Blacklight: Faceted searching at UVA

Screen capture of BlacklightBlacklight is a neat project that Bethany Nowviskie pointed me to at the University of Virginia. They have indexed some 3.7 million records from their library online catalogue and set up a faceted search and browse tool.

What is faceted searching and browsing? Traditionally search environments like those for finding items in a library have you fill in fields. In Blacklight you can both search with words, but you can also add constraints by clicking on categories within the metadata. So, if I search for “gone with the wind” in Blacklight it shows that there are 158 results. On right it shows how those results are distributed over different categories. It shows me that 41 of these are “BOOK” in the category “format”. If I click on “BOOK” it then adds a constraint and updates the categories I can use further.

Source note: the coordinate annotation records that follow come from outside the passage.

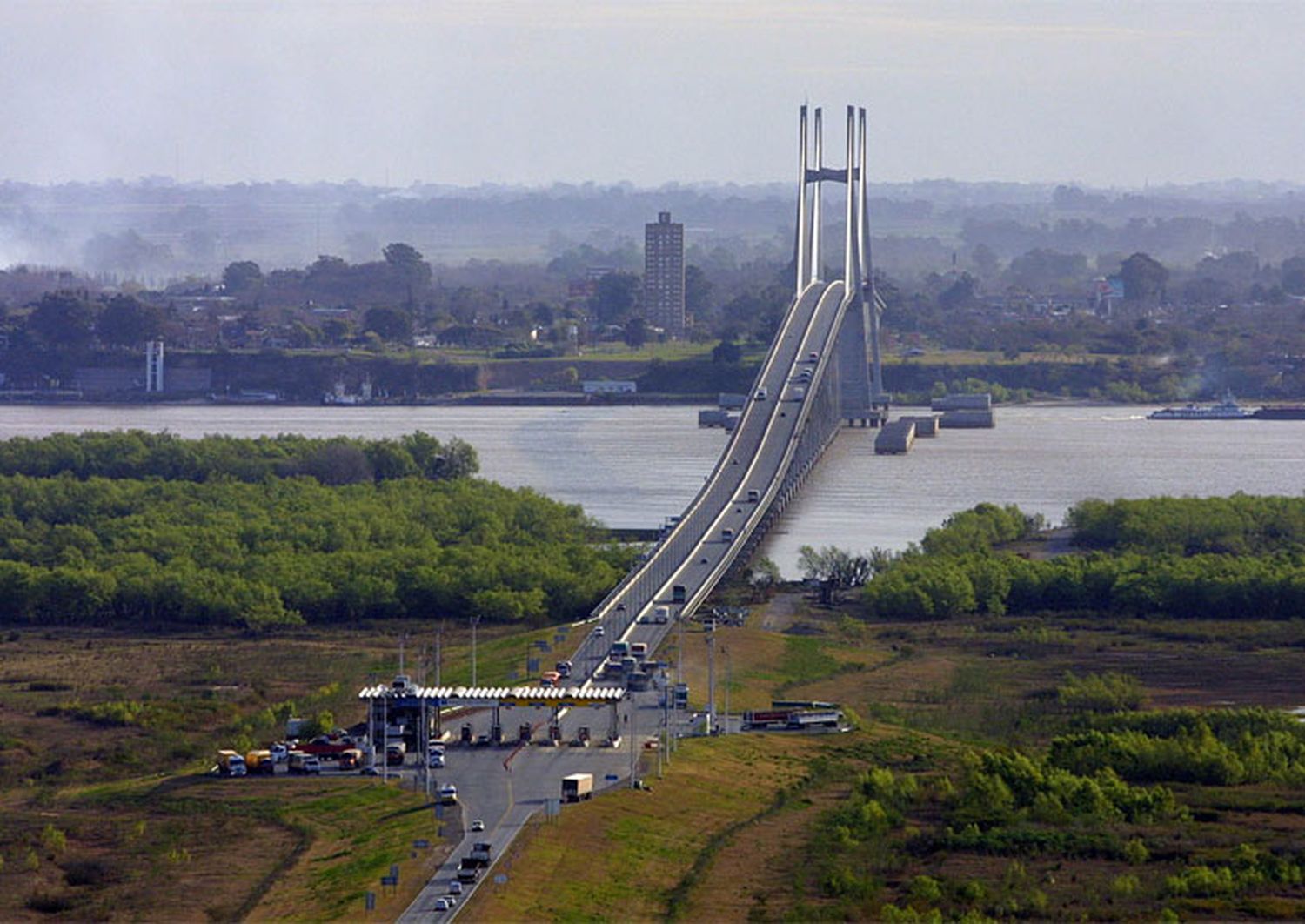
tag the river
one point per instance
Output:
(634, 466)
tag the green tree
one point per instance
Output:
(127, 321)
(1143, 278)
(62, 320)
(389, 324)
(242, 278)
(615, 297)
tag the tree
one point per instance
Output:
(242, 278)
(389, 324)
(1143, 278)
(636, 333)
(726, 352)
(127, 321)
(697, 291)
(615, 297)
(62, 320)
(960, 294)
(412, 269)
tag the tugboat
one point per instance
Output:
(1226, 410)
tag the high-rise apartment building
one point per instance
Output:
(663, 274)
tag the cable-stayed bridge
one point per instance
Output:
(822, 370)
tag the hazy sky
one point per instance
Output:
(1108, 93)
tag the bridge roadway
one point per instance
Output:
(696, 555)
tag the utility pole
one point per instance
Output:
(438, 652)
(475, 620)
(725, 728)
(631, 718)
(712, 683)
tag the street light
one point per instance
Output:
(475, 620)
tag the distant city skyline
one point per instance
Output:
(461, 93)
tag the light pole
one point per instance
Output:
(475, 620)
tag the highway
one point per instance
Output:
(504, 786)
(706, 540)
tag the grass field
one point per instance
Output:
(104, 740)
(738, 829)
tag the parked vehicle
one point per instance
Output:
(577, 787)
(230, 764)
(260, 762)
(303, 764)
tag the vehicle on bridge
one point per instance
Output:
(577, 787)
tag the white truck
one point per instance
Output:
(577, 787)
(230, 764)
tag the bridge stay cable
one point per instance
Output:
(821, 370)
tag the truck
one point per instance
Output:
(260, 761)
(577, 787)
(469, 871)
(302, 762)
(326, 748)
(827, 718)
(766, 718)
(230, 764)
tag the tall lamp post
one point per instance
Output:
(475, 621)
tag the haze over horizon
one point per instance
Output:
(519, 93)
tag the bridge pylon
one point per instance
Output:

Backlight makes good use of inline graphics (pie charts) so you can see at a glance what percentage of the remaining results are in what category type.

This faceted browsing is a nice example of a rich-prospect view on data where you can see and navigate by a “prospect” of the whole.

Blacklight came out of work on Collex. It is built on Flare which harnesses Solr through Ruby on Rails. As I understand it, Blacklight is also interesting as an open-source experimental alternative to very expensive faceted browsing tools that comes out of the Collex project. It is a “love letter to the Library” from a humanities computing project and its programmer.

YEP: PDF Broswer

Screen of YepYep is the best new software I’ve come across in a while. Yep is to PDFs on your Mac as iPhoto is to images and iTunes is to music – a well designed tool for managing large collections of PDFs. Yep can automatically load PDFs from your hard drive, search across them, tag them and let you assign tags with which to organize them. It also lets you move them around (something I wish iPhoto did) and export them to other viewers, e-mail and print.

Thanks to Shawn for pointing me to this.

Facing Facebook

Today’s Globe and Mail had a story No more Facebook for city employees (Jeff Gray, May 10, 2007) about how (Toronto) city employees will not be able to use Facebook at work despite the fact that “there is no evidence of rampant abuse”. Toronto seems to be following the province of Ontario which is reported to have banned Facebook as it “does not add value to a workplace environment and civil servants should not be wasting office time visiting the site” according to Premier Dalton McGuinty. Do we have evidence that it is not useful to civil servants? Could there be uses of social networking? At McMaster a number of librarians have Facebook accounts that they are using to be more accessible to students on the princple that they should be where their audience is. (Coming soon a WOW librarian.)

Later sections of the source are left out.